The Land of Oil, Wine, and Delayed Trains

View from a monastery in Monterosso -
Italians love the Lord almost as much as
they love smoking cigarettes while riding
Vespas.
I've just returned from two full weeks in Italy and, although I enjoyed myself thorougly, I think that I'll be taking a long break from pizza, gelato, and Catholicism.

Unfortunately, I cannot say that I really recommend visiting urban Italy.  I thought that Rome and Florence, though full of sites, lacked the charm and culinary delights that they are known for internationally (Pisa, which thankfully I visited for just one afternoon, has roughly zero redeeming qualities).  Rome, where I spent the most time, is certainly the place for grandiose fountains, archaeological treasures, and very wide steps.  However, outside of the city's many UNESCO sites and other tourist hellholes, it looks and feels a lot like New Jersey, but with fewer Italians.  I actually prefered Genoa, a city I visited right before Christmas, perhaps because it is relatively removed from the tourism radar, perhaps because I was staying with a real-live Italian at the time.  
The rocks were no match for me in Riomaggiore
I'd say that the best thing about my trip to Rome actually had nothing to do with Italy at all.  The highlight of the trip was really practicing German and celebrating my birthday with my students and teachers from Austria.

After a jam-packed week in Rome, I destressed for four days in the Cinque Terre, an increasingly-popular-but-not-quite-yet-dominated-by-tourists slice of the Ligurian Coast with my friends Katie, Taylor, and Jenni, as well as a New Zealander named Simon.

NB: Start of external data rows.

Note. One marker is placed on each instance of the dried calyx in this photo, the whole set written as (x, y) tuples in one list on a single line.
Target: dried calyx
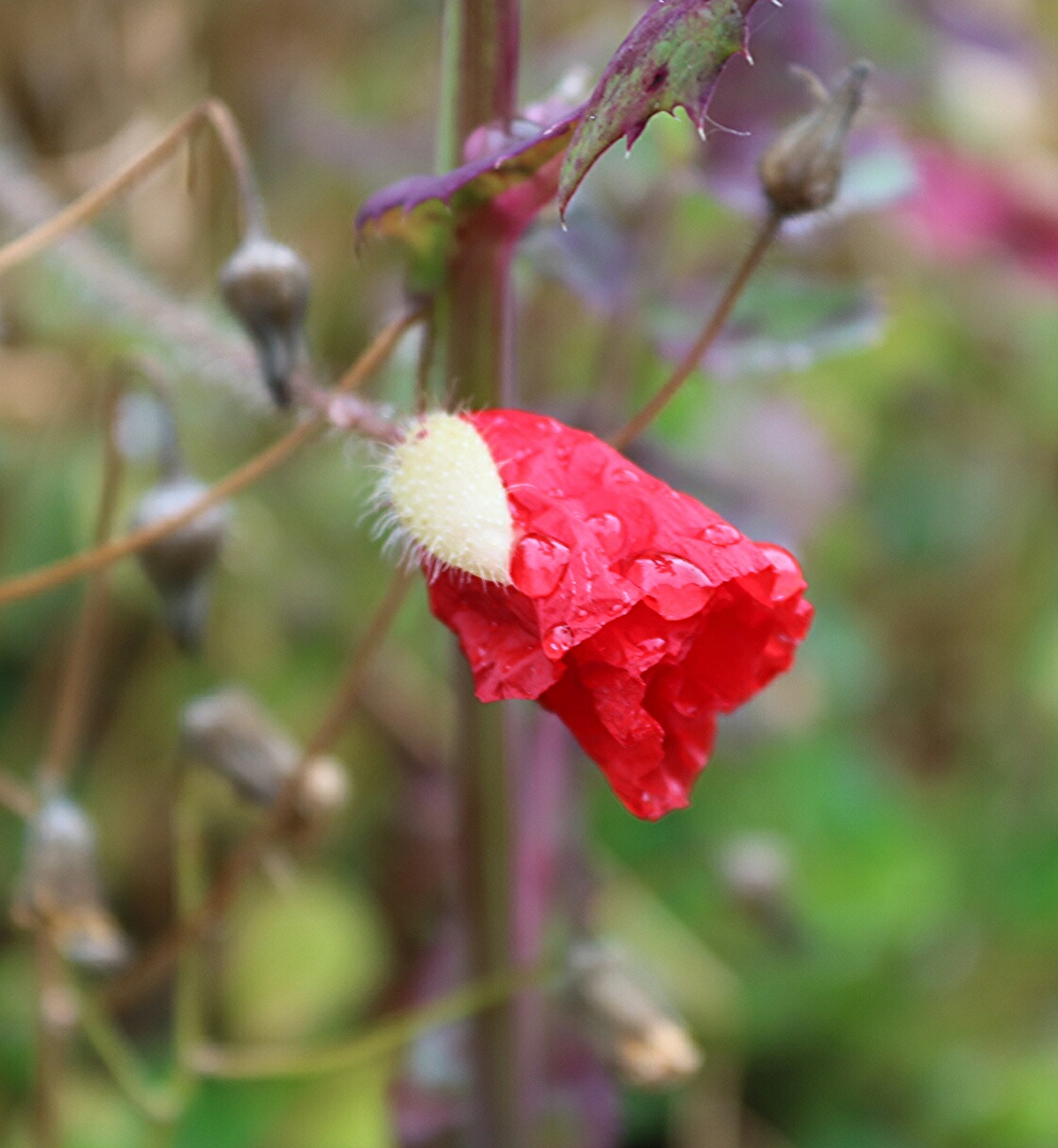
[(628, 1024), (180, 562), (802, 170), (265, 285), (232, 734), (59, 891)]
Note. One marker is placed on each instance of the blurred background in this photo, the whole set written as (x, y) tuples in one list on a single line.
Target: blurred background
[(858, 915)]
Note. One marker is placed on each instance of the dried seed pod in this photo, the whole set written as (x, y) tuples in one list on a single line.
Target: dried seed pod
[(630, 1027), (233, 735), (59, 889), (180, 562), (802, 169), (755, 868), (266, 287)]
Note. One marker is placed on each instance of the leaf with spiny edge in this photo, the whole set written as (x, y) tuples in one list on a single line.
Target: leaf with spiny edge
[(671, 58)]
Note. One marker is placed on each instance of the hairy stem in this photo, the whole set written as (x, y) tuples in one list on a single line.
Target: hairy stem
[(67, 570), (706, 339), (155, 964)]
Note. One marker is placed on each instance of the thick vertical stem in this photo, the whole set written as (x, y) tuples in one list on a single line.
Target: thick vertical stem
[(480, 88)]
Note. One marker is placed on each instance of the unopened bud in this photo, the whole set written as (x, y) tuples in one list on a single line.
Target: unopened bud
[(629, 1026), (448, 497), (232, 734), (802, 169), (180, 562), (756, 869), (59, 891), (266, 287)]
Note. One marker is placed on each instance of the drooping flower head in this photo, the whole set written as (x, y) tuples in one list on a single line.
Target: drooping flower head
[(575, 578)]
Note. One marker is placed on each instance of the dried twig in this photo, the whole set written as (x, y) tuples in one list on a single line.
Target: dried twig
[(67, 570), (74, 690)]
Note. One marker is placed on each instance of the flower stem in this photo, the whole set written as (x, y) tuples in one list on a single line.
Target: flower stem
[(480, 88), (704, 341), (74, 692)]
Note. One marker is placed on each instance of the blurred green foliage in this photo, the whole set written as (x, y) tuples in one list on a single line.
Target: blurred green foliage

We hiked between the five small villages that compose the Cinque Terre, relaxed on the beach, rented bicycles, sampled every different combination of gelato flavors, and religiously followed the Rick Steves guided tour of each town (whose passionately-written guide is often held responsible for the increasing prominence of tourism here).  We stayed at an atypically clean and uncharming hostel in Corniglia, the smallest of the five towns.  The village was a good place to stay because of its strategic location and the 382 steps between the town center and the train station, which helped us in the daily struggle to burn off the oily and over-priced focaccia bread that sustained us.  Leaving our village behind was a real tragedy, although it's good to be back in Austria for the tail end of my travels.
Taylor and I searching for the train station



A anecdote and fun fact about the Italian work ethic: One time I needed to wait 19 minutes (I clocked it) to buy two stamps at an Italian post office even though I was the only customer in line and there were approximately five employees behind the counter.  It's really no surprise that Italy has the world's sixth largest gov't budget for the world's twenty-third largest population.